A ratchet is simply a device that only moves forward, one step at a time, much like fastening a tie rib (which is a ratchet device). So if you've got a state value in the past you can calculate all the future values.
A ratchet as viewed on Wikipedia:
This picture shows a round gear, which is a bit misleading; the state should never repeat. Imagine an almost infinitely large wheel or tie-rib instead.
It should however be impossible to calculate a previous state value with one of the newer values. Usually this is accomplished with a one-way-function such as a hash or a PRF. In this case a hash-based PRF has been used: HMAC-SHA256.
The Chain Key is then updated as
Chain Key =
HMAC-SHA256(Chain Key, 0x02)
In addition to advancing the wheel step-wise in one direction, the ratchet also drives the axle: producing output. In this case the state is used to produce output is calculated using another run of the PRF. This will make sure that the output key material cannot be used to calculate the state value it is based on.
Message Key = HMAC-SHA256(Chain Key, 0x01)
This part of the ratchet is - in this case - performed before advancing the ratchet to the next state.
In addition to the above ratchet there is also a DH key agreement performed for this WhatsApp scheme. Here the
Root Key is the state and the ratchet is:
Chain Key, Root Key = HKDF(Root Key, ephemeral_secret)
as you can see the root key is again used to calculate the next root key.

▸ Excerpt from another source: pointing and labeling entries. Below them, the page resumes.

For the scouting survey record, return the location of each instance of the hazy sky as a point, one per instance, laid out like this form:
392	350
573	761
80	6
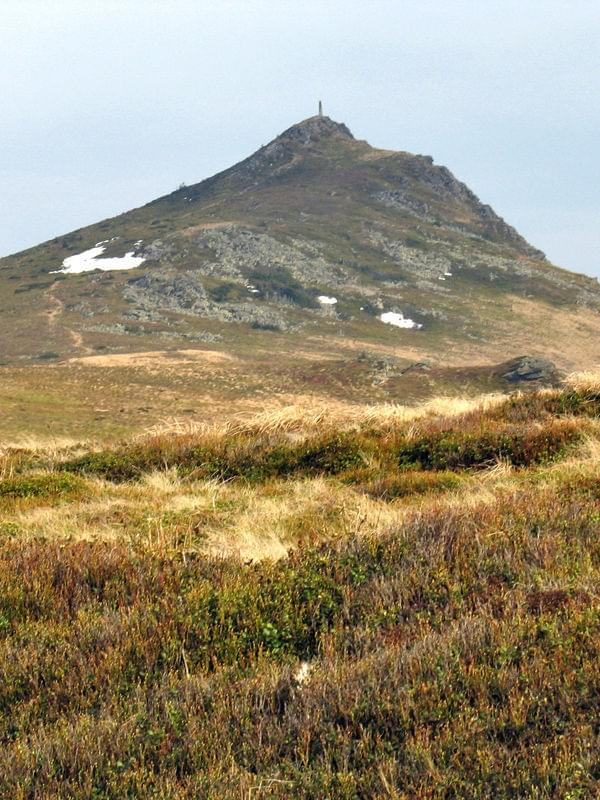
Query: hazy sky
106	105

But in this case additional input is provided by the ephemeral secret calculated during the key agreement.
- PRNG's may also use ratchets, although counter based constructions are commonplace as well;
- Hardware ratchets often feature a release that raises the pawl (item 2 in the picture); tie-ribs and cryptographic ratchets do not feature such a function.
- The large cycle size of a cryptographically secure PRF (hash or MAC) makes sure that the state doesn't repeat.